Save Darden Hill Rd
Commissioner Walt Smith
Hays County is building a highway through our neighborhood — and calling it a road improvement.
To:
Commissioner Walt Smith
From:
[Your Name]
Hays County's Improve 150 program calls for widening Darden Hill Road from a rural two-lane road to a four-lane divided highway with a median, shoulders, bike lanes, and a 45 mph speed limit. A planned future extension would complete the corridor,
creating a continuous high-speed route from RM 1826 through to RM 12 via FM 150 — a regional connection built directly through a residential community with three school campuses.
Whether this road ends up with two lanes or four, it must be designed for the community that lives on it — not as a 45 mph freight corridor past three schools. The county changed the plan from two lanes to four without coming back to the community that
spent three years telling them what we needed. At minimum, these conditions must be met:
1. Complete a traffic noise study before advancing the design
TxDOT's own noise analysis for the connecting RM 1826 corridor found traffic noise impacts at residential locations, with predicted levels exceeding the federal 67 dB(A) threshold — and determined that noise barriers are not cost-effective. Darden Hill
is a quieter road where the relative impact would be greater.
2. Set the speed limit at 35 mph
Three DSISD campuses sit on or adjacent to this road — Cypress Springs Elementary, the planned new high school, and Sycamore Springs Middle School. 45 mph next to children on bicycles and teenagers learning to drive is indefensible.

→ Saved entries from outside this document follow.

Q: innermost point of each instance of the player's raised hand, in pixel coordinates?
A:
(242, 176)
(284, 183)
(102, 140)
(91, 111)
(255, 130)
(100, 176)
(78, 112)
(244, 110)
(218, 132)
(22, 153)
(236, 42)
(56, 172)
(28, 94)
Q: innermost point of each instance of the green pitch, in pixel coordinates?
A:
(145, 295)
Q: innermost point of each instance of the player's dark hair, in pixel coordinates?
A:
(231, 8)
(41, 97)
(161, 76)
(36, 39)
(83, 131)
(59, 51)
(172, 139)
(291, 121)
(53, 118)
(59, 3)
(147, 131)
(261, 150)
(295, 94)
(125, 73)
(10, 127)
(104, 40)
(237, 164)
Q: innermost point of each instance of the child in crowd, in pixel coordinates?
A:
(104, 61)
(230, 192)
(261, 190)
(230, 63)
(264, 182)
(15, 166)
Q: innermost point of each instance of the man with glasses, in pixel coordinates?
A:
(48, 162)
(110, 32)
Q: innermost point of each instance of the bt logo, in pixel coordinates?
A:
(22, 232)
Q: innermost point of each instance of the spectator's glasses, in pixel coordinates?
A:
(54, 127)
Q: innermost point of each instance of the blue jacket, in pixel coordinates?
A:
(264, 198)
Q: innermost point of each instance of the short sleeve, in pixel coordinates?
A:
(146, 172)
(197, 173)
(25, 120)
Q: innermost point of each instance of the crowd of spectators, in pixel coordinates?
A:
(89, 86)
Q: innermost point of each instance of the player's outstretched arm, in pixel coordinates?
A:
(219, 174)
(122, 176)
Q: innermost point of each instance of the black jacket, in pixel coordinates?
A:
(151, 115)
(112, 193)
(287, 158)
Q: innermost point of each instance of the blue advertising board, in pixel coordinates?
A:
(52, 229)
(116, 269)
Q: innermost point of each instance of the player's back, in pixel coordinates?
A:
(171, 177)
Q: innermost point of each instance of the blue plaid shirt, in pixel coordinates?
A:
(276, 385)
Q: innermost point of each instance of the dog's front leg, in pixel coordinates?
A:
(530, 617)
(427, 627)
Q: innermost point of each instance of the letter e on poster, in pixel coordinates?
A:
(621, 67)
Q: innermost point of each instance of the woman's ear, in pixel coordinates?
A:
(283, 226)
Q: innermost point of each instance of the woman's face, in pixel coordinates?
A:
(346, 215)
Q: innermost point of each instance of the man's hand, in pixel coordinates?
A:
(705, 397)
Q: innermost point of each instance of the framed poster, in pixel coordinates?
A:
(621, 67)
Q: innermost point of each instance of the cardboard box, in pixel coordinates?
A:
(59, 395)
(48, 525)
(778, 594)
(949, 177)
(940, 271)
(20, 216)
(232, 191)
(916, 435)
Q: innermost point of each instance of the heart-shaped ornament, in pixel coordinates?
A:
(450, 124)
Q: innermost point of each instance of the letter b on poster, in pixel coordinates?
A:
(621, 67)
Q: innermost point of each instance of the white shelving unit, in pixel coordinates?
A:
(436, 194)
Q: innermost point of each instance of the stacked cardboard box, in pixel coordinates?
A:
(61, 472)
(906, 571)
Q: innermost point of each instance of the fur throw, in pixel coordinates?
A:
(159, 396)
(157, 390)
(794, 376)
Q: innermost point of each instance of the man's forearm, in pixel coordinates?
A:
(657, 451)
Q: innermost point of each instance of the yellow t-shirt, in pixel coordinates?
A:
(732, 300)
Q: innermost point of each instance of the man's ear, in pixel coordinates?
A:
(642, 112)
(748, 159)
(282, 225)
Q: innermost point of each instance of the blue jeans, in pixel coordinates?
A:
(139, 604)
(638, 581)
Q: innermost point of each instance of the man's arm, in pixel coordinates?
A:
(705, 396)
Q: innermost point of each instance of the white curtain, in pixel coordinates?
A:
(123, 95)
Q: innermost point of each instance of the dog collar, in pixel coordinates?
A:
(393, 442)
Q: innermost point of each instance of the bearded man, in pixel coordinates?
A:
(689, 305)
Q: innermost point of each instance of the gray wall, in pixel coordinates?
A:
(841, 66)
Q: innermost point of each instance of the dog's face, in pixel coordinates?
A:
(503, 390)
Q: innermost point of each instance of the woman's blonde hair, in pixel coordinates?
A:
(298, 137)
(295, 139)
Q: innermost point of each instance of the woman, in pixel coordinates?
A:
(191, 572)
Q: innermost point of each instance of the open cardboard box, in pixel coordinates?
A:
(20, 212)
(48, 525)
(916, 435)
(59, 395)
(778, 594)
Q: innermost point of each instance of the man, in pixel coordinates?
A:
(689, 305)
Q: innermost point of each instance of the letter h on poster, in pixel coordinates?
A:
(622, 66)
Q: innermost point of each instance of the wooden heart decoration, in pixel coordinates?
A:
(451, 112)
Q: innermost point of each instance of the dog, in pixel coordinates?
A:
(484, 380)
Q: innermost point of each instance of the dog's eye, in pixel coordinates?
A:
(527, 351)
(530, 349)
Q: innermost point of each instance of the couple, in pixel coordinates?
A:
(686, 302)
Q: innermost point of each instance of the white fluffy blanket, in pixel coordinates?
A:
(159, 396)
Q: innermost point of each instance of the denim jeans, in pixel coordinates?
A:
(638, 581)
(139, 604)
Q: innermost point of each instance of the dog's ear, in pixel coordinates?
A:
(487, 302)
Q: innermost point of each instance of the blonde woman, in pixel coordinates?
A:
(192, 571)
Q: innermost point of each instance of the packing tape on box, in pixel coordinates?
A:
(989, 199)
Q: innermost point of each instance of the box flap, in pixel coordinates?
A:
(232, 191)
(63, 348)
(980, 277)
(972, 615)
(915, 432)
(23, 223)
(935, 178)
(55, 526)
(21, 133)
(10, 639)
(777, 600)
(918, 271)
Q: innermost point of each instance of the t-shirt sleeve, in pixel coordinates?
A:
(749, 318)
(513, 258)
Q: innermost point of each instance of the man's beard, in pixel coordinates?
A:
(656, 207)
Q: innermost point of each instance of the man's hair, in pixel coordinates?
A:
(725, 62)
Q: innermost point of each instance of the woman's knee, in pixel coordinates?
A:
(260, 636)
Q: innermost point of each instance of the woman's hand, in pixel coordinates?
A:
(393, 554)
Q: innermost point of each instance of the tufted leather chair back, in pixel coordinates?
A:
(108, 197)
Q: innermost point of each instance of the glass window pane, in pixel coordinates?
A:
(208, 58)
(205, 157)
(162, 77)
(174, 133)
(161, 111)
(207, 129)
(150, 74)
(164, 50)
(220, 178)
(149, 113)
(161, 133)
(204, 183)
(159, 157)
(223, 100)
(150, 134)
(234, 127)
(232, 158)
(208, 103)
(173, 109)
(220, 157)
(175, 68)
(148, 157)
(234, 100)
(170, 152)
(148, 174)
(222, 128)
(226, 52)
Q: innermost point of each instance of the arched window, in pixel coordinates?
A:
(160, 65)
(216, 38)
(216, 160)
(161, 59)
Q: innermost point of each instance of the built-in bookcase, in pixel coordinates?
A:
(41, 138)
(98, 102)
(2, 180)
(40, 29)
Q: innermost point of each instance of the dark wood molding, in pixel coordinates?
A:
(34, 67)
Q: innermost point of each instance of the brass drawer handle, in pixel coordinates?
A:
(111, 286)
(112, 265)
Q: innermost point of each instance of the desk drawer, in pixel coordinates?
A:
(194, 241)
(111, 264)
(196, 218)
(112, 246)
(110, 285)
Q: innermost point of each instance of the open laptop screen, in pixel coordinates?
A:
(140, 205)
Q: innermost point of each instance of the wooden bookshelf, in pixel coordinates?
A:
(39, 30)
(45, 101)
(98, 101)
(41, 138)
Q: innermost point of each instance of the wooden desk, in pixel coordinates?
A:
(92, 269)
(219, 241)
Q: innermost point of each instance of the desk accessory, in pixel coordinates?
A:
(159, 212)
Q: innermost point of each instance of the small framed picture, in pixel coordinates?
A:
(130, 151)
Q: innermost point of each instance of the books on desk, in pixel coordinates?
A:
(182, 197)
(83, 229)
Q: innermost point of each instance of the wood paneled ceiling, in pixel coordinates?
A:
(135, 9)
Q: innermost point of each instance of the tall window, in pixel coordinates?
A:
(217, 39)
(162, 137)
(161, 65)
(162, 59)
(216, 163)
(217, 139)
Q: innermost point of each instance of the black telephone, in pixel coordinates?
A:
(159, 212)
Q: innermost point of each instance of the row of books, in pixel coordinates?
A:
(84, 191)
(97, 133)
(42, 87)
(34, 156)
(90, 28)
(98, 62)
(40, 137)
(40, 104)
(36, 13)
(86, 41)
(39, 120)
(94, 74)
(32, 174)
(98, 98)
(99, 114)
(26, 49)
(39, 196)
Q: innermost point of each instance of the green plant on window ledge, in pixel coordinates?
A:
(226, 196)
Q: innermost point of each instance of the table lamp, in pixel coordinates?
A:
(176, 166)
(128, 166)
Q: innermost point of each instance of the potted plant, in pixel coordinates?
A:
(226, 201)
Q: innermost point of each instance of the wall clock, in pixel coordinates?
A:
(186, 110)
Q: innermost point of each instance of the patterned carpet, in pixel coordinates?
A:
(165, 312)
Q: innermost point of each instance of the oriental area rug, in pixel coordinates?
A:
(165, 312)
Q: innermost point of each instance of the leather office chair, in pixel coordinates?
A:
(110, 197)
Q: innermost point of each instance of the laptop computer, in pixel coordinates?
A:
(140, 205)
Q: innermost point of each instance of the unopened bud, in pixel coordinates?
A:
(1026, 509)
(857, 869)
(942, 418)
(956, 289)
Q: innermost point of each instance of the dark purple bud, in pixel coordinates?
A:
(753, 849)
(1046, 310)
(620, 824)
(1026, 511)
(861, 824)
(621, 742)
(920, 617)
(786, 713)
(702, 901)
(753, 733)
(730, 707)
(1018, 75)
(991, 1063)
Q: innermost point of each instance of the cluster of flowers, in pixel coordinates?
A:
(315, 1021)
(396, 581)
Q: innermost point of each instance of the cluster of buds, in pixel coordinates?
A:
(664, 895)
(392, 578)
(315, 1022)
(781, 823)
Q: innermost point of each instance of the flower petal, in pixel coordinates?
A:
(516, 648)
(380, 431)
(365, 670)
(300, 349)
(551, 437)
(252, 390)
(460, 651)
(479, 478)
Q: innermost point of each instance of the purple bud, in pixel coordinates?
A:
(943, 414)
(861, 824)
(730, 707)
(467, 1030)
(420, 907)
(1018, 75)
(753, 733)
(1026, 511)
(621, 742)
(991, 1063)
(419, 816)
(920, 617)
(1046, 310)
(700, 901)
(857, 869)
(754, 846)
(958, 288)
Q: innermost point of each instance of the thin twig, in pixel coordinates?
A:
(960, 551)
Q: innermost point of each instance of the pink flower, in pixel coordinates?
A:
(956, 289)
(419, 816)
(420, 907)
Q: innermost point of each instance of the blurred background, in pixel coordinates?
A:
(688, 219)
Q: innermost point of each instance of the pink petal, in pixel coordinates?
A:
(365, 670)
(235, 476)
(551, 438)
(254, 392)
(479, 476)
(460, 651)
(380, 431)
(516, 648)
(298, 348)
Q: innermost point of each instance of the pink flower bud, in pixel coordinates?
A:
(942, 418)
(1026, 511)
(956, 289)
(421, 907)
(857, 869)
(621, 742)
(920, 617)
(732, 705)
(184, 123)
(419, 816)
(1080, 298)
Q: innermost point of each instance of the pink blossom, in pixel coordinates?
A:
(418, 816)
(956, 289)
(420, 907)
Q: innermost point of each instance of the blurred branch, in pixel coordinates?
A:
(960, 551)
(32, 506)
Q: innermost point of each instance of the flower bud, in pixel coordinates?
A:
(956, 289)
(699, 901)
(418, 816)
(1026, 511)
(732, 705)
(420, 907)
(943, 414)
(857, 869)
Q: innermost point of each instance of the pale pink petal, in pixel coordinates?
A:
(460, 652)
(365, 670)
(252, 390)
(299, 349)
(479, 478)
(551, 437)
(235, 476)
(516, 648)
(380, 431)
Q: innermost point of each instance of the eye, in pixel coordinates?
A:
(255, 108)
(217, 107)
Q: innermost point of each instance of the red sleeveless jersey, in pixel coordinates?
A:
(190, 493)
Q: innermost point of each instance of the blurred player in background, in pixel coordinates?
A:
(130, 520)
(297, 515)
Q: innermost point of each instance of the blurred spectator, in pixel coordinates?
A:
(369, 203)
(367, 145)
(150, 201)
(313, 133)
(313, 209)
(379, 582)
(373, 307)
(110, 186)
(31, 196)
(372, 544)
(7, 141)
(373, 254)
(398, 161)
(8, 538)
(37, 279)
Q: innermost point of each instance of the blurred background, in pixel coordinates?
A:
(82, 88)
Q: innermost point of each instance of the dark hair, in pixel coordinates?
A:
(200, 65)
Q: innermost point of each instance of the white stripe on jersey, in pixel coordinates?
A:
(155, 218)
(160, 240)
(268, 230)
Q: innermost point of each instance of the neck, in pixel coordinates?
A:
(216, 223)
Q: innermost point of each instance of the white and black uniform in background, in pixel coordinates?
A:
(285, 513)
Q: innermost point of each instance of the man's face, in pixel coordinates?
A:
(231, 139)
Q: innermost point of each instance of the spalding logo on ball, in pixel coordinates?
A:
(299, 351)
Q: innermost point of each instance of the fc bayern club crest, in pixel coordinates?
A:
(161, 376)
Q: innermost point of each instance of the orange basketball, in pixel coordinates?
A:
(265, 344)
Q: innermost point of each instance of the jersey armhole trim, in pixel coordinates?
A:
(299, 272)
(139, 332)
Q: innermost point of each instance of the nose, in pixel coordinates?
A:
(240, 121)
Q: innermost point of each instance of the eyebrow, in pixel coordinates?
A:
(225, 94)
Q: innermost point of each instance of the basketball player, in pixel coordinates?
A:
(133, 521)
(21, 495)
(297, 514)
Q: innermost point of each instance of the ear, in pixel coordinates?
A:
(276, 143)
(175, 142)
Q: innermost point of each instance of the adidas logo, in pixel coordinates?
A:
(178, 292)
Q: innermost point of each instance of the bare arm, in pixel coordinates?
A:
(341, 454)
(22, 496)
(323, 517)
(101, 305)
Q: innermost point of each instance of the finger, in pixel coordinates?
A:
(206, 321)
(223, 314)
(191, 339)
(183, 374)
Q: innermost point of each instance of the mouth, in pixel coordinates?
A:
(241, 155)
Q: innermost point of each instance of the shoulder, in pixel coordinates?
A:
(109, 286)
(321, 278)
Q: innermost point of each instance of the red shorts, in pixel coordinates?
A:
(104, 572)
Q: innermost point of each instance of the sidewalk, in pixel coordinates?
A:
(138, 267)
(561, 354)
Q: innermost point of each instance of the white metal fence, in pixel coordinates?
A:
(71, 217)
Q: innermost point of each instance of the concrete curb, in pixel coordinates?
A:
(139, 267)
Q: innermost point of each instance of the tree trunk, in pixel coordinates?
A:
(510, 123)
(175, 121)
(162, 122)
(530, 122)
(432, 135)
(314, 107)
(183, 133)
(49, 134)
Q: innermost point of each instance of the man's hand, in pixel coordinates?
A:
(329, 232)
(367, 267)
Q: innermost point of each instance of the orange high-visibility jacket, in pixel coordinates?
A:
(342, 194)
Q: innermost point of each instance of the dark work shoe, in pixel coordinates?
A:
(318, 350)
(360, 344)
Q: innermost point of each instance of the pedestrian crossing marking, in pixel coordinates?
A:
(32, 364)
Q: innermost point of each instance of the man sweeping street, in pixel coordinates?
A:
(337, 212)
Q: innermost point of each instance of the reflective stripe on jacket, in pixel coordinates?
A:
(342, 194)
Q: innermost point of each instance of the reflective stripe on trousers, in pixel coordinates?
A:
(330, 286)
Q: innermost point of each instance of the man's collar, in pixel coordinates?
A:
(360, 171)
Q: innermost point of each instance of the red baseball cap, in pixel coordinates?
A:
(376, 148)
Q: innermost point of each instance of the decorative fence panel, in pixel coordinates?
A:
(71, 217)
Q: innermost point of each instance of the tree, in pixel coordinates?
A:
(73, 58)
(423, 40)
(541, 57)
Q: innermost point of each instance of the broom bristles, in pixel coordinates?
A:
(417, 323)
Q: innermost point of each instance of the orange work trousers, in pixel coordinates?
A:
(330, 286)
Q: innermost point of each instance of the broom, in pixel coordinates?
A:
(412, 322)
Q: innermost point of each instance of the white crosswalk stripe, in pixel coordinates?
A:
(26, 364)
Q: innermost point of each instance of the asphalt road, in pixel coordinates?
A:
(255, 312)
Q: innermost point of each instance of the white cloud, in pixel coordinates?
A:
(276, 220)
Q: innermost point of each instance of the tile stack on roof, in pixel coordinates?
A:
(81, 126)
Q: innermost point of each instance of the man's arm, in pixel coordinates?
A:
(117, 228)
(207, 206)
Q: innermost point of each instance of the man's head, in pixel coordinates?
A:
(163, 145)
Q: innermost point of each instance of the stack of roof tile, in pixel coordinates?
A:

3. Establish a truck weight limit
Heavy freight has no place on a road where children bicycle to school. The community raised this concern in 2016: "Do not want to encourage commercial truck traffic on Darden Hill Rd."
4. Reduce to two lanes with turn lanes at intersections
The county's own 2017 Character Plan — the only design developed with meaningful community input — specified two lanes throughout the corridor.
5. Remove the planned future extension
The community rejected a similar bypass concept in 2015 with a 322-signature petition that forced the county to remove it from the plan.
6. Engage the community before finalizing a design we never approved
The 2017 Character Plan involved 530+ attendees, 450+ comments, and 18 advisory panel meetings over three years — all resulting in a two-lane recommendation. The shift to four lanes happened without a comparable process.
From the county's own planning documents
The 2013 Hays County Transportation Plan recommended only the addition of a center turn lane — not a four-lane expansion. The 2017 RM 150 West Character Plan, accepted by the Commissioners Court on October 10, 2017, specified two-lane configurations
throughout the entire corridor. Not one cross-section in the 72-page plan proposes four lanes.
The 2024 Hays County road bond was voided by a judge in 2025 for violating the Texas Open Meetings Act. The county then approved up to $240M in Certificates of Obligation — public debt that does not require voter approval — to continue advancing these
projects.
We are not opposed to road improvements. We are asking the county to prove this plan won't harm us before building it — and to design a road that serves the families who live here.